Learn Detecting Missing And Broken Events for free with explanations, exercises, and a quick test (for Product Analyst).

Published: December 22, 2025 | Updated: December 22, 2025

Why this matters

As a Product Analyst, your insights are only as good as the data behind them. Missing or broken events quietly distort funnels, A/B tests, retention, and revenue attribution. Detecting issues early prevents weeks of misleading dashboards and wrong decisions.

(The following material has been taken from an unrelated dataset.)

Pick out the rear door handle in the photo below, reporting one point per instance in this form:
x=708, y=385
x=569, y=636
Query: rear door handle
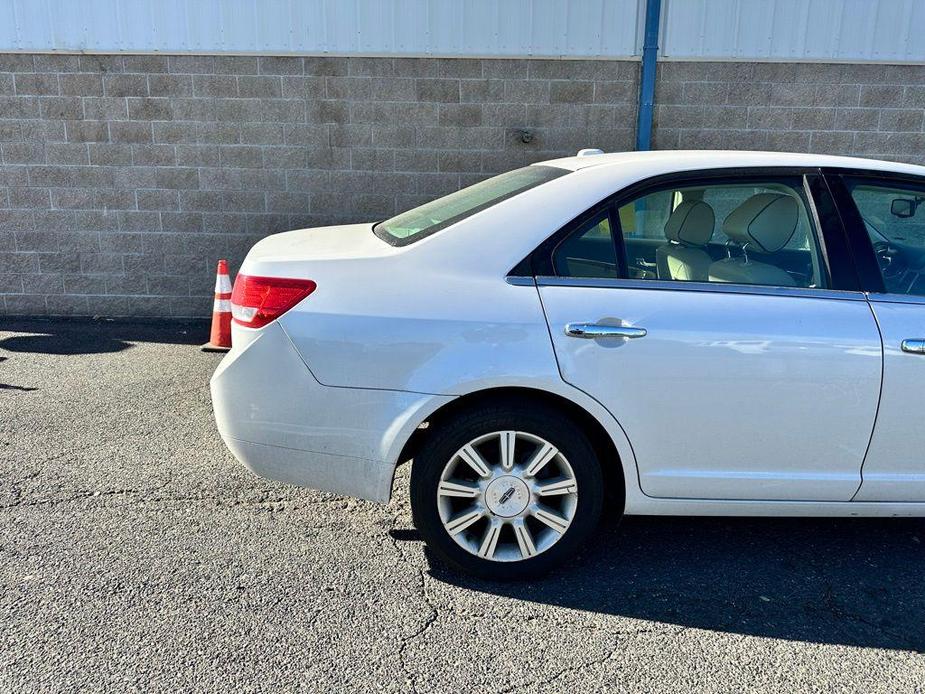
x=591, y=331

  • Find the real cause of sudden funnel drops
  • Catch schema changes that break dashboards
  • Stop double-counting or sample bias before it spreads
  • Give engineering clear, actionable fixes

Who this is for

  • Product Analysts and Data Analysts working with event data
  • Product Managers who own KPI dashboards
  • Engineers instrumenting product analytics

Prerequisites

  • Basics of event tracking: event name, timestamp, user/session IDs, properties
  • Comfort with funnels and cohort definitions
  • Ability to run simple queries or use your analytics tool’s charts

Concept explained simply

Think of your event stream like a heartbeat monitor for your product. When events go missing, the heart skips beats. When events are broken, the signal is noisy or mislabeled.

  • Missing events: expected events stop arriving (volume collapses, gaps in time)
  • Broken events: events arrive but are wrong (name changed, properties missing, duplicates, wrong timestamp)

Mental model: Volume, Shape, Flow

  • Volume: how many events per time unit or per active user
  • Shape: schema correctness (properties exist, types/values valid)
  • Flow: relationships between events (ratios, funnels, cause–effect)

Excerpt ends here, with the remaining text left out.